What pmsims does
pmsims estimates the minimum sample size needed to develop a prediction model to achieve a target level of performance with assurance. Rather than relying on simple rules of thumb or closed‑form formulae, pmsims uses simulation to:
- Generate synthetic datasets that reflect your target setting (outcome type, prevalence or \(R^2\), signal vs. noise predictors);
- Fit a specified model (e.g., logistic regression or linear regression);
- Evaluate a chosen performance metric (e.g., calibration slope, AUC); and
- Trace a learning curve of performance as the training size increases.
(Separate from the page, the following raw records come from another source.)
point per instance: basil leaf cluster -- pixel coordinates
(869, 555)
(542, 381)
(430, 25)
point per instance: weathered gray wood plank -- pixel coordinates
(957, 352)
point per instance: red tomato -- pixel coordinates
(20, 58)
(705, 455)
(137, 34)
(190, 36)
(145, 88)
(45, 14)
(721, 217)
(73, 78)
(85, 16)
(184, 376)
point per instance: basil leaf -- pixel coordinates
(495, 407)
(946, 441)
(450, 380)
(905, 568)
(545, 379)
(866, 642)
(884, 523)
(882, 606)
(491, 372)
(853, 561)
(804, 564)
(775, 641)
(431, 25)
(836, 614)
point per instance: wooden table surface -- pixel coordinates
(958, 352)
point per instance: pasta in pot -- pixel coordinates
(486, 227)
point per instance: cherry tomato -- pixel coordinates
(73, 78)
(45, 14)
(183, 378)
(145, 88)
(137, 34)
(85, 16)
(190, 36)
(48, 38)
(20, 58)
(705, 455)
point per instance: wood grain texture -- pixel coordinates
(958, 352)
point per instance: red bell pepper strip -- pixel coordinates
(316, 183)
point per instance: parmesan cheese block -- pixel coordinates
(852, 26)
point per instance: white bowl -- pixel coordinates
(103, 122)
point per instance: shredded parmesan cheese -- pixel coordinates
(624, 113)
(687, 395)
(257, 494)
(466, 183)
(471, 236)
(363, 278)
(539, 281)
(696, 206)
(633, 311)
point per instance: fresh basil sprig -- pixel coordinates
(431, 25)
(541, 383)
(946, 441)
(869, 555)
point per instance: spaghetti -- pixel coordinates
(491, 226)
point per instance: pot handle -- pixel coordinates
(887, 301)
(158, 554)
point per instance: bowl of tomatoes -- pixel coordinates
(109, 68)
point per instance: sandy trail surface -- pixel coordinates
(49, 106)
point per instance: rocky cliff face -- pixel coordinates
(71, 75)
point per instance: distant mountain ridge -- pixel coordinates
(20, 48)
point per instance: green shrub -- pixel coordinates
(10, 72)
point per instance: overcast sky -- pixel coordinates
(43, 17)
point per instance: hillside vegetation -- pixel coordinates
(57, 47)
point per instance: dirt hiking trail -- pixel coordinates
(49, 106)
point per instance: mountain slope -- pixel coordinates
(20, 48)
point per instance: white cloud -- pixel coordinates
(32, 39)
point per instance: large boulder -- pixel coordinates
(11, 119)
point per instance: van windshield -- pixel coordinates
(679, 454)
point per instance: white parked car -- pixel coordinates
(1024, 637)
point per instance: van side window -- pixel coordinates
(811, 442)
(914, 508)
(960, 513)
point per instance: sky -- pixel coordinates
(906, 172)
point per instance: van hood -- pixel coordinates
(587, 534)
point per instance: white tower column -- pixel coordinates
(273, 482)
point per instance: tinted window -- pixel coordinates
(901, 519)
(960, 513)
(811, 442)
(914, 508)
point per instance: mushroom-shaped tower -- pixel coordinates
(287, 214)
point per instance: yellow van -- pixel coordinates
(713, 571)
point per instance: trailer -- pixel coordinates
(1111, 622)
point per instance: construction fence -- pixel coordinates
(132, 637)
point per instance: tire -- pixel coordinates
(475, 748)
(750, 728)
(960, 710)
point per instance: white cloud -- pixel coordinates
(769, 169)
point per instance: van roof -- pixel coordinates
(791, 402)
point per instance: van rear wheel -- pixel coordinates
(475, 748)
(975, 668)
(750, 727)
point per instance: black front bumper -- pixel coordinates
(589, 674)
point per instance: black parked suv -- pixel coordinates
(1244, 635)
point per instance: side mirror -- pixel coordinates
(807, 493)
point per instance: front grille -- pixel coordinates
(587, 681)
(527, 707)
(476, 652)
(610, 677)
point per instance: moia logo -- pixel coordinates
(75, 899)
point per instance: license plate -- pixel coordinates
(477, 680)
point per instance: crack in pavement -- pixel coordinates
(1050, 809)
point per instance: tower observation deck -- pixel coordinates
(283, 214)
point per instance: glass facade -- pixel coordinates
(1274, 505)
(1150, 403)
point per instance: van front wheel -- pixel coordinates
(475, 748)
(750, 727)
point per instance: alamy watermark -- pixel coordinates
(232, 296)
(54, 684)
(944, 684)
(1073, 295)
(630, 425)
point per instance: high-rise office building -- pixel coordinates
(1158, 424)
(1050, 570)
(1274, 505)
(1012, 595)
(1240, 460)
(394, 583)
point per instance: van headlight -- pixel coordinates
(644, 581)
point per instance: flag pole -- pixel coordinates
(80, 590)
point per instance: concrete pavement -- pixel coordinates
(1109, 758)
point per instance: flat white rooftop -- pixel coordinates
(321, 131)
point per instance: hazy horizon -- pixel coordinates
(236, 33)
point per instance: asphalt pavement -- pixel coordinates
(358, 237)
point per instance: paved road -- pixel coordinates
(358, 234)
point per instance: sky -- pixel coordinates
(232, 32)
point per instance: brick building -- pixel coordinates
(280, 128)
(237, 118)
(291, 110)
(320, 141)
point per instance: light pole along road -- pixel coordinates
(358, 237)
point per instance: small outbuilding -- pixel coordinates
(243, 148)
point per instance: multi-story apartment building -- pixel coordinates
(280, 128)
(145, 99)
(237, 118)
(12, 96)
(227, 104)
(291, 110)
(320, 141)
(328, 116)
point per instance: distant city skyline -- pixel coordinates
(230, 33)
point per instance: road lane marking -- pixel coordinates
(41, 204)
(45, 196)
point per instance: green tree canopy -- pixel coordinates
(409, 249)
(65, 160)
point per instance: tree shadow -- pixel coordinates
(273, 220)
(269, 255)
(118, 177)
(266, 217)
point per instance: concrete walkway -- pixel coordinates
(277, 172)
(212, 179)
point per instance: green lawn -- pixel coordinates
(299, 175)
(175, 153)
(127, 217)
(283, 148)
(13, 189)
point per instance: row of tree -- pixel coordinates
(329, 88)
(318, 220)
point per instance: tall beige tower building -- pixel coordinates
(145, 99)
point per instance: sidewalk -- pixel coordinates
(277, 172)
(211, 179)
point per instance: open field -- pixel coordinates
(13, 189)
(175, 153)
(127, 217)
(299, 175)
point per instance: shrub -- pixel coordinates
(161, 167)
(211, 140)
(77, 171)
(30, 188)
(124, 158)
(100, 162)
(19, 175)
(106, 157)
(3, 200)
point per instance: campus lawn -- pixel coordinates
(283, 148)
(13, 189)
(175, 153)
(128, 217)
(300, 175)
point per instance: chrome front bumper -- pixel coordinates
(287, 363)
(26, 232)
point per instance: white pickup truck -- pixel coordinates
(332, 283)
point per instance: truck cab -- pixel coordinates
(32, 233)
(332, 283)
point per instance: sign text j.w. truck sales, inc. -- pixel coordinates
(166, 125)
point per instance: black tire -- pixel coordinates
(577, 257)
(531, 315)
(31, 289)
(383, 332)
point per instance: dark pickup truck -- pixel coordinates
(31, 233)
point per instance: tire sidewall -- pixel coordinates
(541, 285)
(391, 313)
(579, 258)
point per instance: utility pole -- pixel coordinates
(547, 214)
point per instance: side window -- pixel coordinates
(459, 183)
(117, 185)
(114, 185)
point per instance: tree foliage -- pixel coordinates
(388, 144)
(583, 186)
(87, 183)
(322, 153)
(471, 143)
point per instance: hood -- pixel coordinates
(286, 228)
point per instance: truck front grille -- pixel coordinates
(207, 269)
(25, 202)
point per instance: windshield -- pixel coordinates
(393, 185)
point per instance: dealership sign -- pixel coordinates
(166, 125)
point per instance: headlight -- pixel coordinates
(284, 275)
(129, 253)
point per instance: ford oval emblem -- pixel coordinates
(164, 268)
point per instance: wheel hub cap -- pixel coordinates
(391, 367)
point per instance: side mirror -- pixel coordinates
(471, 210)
The recommended design objective is assurance: the smallest \(n\) such that a high proportion of repeated studies (e.g., 80%) meet the target performance. In pmsims, this is implemented via the 20th percentile of the simulated performance distribution at each \(n\).
Required inputs at a glance
There are three wrapper functions for binary, continuous, and survival outcomes, respectively:
All three functions share the same basic structure. The table below lists the key inputs.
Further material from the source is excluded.